Calibration metrics using the optional confidence field on :class:~krisis.metrics.base.EvaluationResult.

Abstentions are always excluded — there is no well-defined class probability mass to compare against the label.

ExpectedCalibrationError

Bases: BaseMetric

Expected Calibration Error (ECE) via equal-width bins on [0, 1].

Each sample contributes its stated confidence (probability the model assigns to being correct, or the top-class score). Within bin k, compare the mean confidence to the empirical accuracy; ECE is the bin-size-weighted absolute gap.

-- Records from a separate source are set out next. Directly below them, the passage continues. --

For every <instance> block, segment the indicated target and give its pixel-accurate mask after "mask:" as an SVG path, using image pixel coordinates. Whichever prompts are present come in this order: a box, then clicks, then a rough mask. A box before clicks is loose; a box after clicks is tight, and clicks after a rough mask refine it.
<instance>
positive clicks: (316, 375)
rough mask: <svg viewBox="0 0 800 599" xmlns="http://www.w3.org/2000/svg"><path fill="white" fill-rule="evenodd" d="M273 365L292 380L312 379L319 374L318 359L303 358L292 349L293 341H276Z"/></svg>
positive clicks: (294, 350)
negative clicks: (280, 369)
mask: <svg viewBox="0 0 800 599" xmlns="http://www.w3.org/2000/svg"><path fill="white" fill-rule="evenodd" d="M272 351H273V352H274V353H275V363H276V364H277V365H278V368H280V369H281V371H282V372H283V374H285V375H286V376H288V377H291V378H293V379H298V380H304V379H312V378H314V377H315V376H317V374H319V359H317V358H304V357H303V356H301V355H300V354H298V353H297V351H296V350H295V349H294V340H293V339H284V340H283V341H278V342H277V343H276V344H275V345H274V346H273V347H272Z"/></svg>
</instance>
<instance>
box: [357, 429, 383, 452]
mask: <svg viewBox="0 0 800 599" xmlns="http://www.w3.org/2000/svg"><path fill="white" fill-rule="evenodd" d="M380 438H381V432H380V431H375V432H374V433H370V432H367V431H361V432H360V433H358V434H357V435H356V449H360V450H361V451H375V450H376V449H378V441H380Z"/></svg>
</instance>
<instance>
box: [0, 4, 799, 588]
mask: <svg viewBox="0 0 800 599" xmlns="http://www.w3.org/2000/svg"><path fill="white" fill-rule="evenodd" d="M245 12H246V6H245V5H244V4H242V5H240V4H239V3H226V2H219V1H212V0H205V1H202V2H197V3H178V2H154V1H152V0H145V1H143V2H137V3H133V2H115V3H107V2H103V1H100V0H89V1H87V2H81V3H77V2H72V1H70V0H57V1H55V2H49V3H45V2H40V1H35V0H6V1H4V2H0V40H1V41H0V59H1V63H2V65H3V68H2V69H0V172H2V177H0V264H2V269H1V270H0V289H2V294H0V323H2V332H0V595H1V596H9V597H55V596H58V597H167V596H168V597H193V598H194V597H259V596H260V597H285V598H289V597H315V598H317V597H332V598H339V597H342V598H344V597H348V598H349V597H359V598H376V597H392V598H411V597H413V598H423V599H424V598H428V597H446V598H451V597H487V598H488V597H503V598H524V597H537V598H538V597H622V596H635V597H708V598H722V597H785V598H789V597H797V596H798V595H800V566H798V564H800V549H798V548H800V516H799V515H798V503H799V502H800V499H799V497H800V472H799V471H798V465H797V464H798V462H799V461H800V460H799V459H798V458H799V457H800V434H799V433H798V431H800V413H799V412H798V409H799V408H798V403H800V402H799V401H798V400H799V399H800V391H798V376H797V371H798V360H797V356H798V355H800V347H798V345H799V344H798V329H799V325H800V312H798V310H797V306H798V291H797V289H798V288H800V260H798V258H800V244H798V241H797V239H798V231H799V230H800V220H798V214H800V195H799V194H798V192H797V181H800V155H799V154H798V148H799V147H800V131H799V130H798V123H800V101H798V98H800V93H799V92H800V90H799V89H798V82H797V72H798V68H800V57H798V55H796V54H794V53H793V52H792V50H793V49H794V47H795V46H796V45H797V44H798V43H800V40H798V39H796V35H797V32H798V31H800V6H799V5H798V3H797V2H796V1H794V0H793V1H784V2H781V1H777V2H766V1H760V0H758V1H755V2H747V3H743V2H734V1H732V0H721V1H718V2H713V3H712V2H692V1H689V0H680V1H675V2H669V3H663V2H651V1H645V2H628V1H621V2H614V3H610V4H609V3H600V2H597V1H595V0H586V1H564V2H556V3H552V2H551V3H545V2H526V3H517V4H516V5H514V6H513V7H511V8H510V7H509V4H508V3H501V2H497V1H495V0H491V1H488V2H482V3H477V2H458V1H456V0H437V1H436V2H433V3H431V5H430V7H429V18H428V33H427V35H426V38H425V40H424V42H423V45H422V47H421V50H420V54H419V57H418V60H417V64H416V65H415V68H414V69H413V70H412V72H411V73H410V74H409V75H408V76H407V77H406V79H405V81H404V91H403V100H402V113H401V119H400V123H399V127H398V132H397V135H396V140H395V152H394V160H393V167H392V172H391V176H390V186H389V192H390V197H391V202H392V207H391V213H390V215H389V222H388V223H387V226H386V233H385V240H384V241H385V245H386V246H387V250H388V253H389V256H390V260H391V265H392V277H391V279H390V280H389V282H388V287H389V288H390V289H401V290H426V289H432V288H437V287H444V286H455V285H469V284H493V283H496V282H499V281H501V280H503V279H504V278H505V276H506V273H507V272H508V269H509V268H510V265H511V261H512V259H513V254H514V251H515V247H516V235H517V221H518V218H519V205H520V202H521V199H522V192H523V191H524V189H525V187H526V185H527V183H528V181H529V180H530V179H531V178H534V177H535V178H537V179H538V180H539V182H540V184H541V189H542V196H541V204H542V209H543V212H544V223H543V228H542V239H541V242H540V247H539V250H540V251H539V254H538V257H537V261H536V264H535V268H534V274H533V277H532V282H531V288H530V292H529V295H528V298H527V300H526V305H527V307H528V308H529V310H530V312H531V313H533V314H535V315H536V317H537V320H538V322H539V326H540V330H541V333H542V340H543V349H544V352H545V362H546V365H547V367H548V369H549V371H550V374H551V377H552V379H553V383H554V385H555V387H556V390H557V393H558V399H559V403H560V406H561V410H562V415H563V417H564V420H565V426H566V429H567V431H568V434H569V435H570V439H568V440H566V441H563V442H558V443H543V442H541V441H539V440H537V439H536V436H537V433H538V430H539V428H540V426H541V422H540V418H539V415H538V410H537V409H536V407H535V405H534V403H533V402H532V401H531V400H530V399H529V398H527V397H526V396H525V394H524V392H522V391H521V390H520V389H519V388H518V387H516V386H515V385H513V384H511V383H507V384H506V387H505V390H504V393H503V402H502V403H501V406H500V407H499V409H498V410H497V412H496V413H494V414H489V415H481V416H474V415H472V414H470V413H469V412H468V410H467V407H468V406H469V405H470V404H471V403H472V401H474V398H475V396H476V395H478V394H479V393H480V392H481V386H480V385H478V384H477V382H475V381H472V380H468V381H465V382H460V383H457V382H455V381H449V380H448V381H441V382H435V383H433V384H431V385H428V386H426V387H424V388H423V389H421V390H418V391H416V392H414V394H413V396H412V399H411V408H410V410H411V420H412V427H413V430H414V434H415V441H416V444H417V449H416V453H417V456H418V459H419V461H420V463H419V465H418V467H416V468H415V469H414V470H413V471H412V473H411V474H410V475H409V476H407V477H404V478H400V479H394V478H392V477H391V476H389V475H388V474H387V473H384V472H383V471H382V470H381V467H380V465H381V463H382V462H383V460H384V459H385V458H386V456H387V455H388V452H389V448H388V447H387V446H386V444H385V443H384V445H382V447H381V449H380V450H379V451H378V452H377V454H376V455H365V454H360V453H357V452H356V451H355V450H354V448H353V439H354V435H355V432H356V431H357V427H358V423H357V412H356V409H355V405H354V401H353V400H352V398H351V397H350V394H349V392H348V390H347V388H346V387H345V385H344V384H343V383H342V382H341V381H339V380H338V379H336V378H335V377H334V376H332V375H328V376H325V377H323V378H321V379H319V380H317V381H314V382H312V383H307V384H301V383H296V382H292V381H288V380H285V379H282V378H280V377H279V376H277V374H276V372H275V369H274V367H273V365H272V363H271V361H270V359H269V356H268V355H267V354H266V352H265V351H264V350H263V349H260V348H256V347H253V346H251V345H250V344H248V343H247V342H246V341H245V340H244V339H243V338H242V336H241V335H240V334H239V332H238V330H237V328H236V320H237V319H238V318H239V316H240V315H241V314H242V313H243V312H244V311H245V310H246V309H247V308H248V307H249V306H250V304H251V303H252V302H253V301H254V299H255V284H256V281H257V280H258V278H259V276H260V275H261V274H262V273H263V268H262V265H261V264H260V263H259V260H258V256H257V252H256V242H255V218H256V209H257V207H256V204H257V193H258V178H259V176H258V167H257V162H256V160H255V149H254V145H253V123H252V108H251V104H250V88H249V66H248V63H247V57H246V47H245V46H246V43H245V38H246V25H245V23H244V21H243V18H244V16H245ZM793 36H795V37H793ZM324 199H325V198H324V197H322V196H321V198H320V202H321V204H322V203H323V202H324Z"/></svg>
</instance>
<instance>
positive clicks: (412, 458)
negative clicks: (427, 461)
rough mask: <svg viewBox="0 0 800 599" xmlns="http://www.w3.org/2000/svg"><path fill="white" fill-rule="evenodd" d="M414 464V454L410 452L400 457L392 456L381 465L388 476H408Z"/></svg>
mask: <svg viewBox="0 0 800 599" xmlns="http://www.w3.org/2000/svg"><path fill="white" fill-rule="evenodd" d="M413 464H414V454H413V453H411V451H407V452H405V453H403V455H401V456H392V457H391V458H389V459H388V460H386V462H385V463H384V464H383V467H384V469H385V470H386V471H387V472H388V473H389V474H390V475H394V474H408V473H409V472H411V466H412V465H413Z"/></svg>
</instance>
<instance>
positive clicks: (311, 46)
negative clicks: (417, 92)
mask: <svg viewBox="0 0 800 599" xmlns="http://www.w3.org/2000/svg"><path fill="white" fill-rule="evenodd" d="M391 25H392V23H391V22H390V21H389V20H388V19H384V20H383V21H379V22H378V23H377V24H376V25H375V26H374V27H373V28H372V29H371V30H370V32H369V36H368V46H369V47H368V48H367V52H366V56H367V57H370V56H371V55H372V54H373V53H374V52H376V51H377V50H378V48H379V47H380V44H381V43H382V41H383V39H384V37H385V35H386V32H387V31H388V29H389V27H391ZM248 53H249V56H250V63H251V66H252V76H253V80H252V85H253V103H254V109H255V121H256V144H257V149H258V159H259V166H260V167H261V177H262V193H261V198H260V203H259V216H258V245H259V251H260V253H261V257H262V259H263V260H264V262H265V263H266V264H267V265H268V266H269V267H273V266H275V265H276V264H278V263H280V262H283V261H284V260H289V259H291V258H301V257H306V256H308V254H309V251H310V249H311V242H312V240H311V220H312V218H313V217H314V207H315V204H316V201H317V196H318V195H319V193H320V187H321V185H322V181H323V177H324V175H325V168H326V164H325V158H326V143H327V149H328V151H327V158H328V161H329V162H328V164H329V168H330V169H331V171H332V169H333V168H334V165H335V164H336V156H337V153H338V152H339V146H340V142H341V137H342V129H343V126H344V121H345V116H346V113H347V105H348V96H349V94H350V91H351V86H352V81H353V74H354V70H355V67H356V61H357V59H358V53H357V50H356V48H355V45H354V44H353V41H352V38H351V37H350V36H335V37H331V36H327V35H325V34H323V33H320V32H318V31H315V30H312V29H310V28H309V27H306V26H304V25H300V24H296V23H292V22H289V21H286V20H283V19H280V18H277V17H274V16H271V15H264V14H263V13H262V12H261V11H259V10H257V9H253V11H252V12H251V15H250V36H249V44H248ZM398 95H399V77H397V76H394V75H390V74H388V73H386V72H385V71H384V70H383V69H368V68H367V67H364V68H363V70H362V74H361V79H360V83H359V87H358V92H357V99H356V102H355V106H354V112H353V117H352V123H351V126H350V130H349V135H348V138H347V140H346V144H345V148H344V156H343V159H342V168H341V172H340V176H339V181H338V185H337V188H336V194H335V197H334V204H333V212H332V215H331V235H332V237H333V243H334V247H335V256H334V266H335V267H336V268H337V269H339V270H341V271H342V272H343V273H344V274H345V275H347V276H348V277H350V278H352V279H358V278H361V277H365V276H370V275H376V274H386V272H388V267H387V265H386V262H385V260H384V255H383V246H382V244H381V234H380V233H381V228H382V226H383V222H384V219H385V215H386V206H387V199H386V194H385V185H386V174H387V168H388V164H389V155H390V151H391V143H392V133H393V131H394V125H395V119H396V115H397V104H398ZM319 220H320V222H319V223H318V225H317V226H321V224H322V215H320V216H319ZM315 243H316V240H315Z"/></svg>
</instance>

Lower is better. When no usable rows exist (all abstained or missing confidence), returns NaN.

BrierScore

Bases: BaseMetric

Brier score for binary {0, 1} labels only.

Uses confidence as the model's estimated probability for the positive class (label 1): if the prediction is 1, p = confidence; if the prediction is 0, p = 1 - confidence. If any row is outside the binary setting, returns NaN.

Lower is better. Abstentions are excluded.

default_calibration_metrics

default_calibration_metrics() -> list[BaseMetric]

Standard calibration diagnostics for benchmark tables.

Default Bundle

default_benchmark_metrics

default_benchmark_metrics() -> list[BaseMetric]

Full default stack: accuracy, balanced accuracy, calibration (ECE, Brier), then abstention and deferral diagnostics (including selective accuracy).